HI, I’M Hunter.
Who I am
I bring my whole self to this work. That means I'm engaged, warm, and I don't take myself too seriously. I genuinely look forward to the people I get to sit with every day, and I think that comes through. Therapy with me isn't something I do at you. It's something we do together. I ask for feedback, I check in on how it's going, and I'm willing to adjust when something isn't working.
I work with clients to build a clear sense of what we're doing and why — so the progress is real, not performed.
How I got here
People have always fascinated me. I've been that way my whole life — drawn to what's underneath, curious about why people do what they do, genuinely interested in the inner lives of the people around me. In some ways I was always heading here. I just took the long way.
Before I became a therapist I worked in entertainment and tech — industries that move fast, reward performance, and don't always leave much room for the inner life. It took doing a lot of living first. Eventually something clicked. I'd always been drawn to this kind of work. I finally felt worthy of it.
I trained at Syracuse University, the first accredited MFT program in the country, and built a practice around the kind of therapy I wish I'd had access to earlier in my own life.
How I work
My approach is attachment-based, relational, and integrative.
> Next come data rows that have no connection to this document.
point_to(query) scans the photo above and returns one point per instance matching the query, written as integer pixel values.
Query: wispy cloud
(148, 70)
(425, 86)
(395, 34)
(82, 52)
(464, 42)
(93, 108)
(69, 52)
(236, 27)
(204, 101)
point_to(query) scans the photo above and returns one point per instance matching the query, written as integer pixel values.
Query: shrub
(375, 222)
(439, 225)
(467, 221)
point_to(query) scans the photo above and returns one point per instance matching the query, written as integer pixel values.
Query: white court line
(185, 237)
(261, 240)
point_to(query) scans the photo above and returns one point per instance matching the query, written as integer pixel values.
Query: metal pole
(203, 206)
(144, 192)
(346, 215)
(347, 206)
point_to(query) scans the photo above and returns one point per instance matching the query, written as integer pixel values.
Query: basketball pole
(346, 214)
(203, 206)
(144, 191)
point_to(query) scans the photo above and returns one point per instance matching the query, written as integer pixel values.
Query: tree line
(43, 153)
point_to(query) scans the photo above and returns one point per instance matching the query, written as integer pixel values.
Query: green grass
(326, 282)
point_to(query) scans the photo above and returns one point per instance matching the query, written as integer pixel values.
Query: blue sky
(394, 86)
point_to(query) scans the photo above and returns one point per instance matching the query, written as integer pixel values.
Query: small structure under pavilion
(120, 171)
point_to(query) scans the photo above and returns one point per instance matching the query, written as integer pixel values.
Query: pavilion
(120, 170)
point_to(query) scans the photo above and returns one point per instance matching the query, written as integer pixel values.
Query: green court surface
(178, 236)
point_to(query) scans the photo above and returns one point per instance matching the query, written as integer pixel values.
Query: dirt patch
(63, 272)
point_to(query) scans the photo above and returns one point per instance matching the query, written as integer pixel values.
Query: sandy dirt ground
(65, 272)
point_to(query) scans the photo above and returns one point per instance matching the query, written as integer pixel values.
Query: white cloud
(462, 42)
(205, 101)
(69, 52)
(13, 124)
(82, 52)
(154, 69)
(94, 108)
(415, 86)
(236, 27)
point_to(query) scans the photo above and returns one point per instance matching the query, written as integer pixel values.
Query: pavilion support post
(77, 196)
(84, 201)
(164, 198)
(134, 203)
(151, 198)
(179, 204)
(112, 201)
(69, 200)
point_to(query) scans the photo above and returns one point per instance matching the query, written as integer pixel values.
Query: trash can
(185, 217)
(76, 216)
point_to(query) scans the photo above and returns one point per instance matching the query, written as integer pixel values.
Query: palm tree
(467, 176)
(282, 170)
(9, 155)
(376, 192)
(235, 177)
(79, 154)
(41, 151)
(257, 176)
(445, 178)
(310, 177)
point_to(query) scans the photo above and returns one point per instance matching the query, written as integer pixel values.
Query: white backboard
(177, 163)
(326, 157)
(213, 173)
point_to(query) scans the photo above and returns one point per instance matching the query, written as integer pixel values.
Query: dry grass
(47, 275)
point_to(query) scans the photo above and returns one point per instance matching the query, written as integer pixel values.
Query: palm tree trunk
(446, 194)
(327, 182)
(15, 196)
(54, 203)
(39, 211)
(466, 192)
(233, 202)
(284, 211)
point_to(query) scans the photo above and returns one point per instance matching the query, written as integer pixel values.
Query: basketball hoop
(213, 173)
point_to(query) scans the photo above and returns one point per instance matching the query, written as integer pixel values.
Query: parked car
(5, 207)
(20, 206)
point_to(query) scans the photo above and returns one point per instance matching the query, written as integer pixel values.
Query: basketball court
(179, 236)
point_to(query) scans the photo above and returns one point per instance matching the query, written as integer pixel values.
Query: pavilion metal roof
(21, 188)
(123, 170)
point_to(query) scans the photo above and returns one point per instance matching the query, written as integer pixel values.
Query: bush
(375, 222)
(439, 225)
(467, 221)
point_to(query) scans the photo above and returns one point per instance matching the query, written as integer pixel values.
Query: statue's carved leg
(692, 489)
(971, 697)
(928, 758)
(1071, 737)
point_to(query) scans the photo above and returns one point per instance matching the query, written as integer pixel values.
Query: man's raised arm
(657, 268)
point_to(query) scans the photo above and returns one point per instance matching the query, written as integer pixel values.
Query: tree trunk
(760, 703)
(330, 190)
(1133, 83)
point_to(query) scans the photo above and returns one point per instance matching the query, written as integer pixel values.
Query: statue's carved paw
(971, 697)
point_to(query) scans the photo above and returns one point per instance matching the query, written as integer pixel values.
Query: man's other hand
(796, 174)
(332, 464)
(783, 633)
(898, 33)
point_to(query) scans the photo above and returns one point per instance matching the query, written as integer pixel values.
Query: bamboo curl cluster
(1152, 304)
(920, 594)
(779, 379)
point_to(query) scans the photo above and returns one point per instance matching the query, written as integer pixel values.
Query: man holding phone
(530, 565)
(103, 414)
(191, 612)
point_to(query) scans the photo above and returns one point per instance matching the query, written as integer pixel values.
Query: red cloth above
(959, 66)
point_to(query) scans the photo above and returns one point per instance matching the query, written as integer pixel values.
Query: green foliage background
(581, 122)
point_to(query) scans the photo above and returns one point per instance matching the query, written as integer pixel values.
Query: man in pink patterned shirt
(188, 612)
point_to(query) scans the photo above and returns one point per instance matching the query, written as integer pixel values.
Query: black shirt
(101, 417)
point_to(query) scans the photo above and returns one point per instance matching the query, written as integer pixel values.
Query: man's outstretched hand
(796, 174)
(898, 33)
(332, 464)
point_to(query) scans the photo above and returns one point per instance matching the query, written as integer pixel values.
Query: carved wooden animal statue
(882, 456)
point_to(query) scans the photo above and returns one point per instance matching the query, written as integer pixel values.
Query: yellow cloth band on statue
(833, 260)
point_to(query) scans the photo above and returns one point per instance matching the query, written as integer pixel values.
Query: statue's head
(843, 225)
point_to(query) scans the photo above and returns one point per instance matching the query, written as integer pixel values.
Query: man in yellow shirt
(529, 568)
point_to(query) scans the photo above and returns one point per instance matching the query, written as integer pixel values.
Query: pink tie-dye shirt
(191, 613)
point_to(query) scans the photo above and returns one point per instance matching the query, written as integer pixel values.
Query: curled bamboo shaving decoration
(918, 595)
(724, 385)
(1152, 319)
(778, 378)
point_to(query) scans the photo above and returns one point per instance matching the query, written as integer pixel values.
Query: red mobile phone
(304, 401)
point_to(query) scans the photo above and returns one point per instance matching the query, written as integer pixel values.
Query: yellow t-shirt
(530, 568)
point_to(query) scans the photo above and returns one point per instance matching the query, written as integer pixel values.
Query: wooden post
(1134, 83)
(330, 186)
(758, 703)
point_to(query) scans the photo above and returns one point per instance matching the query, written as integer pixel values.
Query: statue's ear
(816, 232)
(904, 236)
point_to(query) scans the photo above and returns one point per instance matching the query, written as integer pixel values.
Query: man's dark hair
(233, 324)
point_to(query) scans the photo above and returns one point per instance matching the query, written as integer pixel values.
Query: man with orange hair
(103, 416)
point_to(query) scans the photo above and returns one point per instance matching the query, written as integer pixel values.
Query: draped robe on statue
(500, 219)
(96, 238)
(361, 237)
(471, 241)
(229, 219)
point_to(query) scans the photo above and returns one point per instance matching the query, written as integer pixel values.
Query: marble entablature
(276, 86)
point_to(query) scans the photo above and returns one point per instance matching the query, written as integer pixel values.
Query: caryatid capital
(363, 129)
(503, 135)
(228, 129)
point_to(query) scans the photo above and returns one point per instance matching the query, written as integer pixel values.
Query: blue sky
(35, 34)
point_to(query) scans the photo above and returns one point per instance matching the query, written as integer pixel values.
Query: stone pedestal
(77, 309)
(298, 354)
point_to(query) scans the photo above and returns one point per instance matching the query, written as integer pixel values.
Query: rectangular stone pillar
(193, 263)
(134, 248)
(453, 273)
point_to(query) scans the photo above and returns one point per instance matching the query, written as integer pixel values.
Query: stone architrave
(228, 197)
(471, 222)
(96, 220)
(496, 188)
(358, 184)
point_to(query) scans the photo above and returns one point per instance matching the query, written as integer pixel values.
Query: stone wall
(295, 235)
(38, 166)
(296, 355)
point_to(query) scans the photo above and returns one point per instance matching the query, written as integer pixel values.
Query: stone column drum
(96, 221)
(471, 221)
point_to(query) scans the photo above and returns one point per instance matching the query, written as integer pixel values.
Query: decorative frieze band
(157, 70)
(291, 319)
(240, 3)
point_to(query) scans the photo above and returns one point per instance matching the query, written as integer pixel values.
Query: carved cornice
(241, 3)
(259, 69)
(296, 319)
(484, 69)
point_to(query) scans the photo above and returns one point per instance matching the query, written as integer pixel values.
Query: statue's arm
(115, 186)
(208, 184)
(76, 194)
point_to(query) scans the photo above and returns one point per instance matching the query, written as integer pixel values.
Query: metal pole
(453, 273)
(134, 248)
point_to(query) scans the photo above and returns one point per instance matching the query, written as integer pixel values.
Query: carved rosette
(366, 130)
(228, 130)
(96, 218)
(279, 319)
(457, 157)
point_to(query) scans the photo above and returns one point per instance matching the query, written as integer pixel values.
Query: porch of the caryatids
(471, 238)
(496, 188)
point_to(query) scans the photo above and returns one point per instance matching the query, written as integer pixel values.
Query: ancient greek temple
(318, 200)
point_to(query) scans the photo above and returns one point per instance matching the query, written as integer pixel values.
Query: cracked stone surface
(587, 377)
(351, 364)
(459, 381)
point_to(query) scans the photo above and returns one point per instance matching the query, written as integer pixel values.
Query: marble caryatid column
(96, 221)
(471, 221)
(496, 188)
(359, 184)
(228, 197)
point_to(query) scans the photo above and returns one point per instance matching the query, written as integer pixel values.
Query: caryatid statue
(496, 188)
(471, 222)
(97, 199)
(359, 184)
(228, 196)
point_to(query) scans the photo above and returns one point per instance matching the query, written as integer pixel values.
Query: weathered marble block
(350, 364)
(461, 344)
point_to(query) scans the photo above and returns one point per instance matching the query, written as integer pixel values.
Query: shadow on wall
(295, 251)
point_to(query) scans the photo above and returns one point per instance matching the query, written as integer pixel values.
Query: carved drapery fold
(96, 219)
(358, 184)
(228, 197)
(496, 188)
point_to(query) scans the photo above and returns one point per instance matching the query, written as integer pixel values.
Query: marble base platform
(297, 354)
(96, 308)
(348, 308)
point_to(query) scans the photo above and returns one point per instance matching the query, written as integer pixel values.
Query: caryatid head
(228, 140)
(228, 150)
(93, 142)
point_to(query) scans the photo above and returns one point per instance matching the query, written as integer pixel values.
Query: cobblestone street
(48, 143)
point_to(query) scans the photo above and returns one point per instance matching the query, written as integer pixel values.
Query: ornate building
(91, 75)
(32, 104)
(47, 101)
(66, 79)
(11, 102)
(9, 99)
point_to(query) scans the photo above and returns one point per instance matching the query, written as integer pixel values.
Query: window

I think systemically — meaning I'm always interested in the larger picture: your family history, your relationship patterns, the roles you learned to play and the ones you've outgrown. I draw from IFS, EMDR, Emotionally Focused Therapy, and psychodynamic therapy, but the center of the work is always the relationship between us.
I work from a lens I call "empathic curiosity" — a genuine interest in everything about a person, not just what's wrong. When people feel that kind of attention, something opens up. They go places in themselves they didn't expect to go.
Outside the office
I'm usually listening to music, reading crime fiction, or watching old movies with my family. Unexpected conversations seem to find me wherever I go.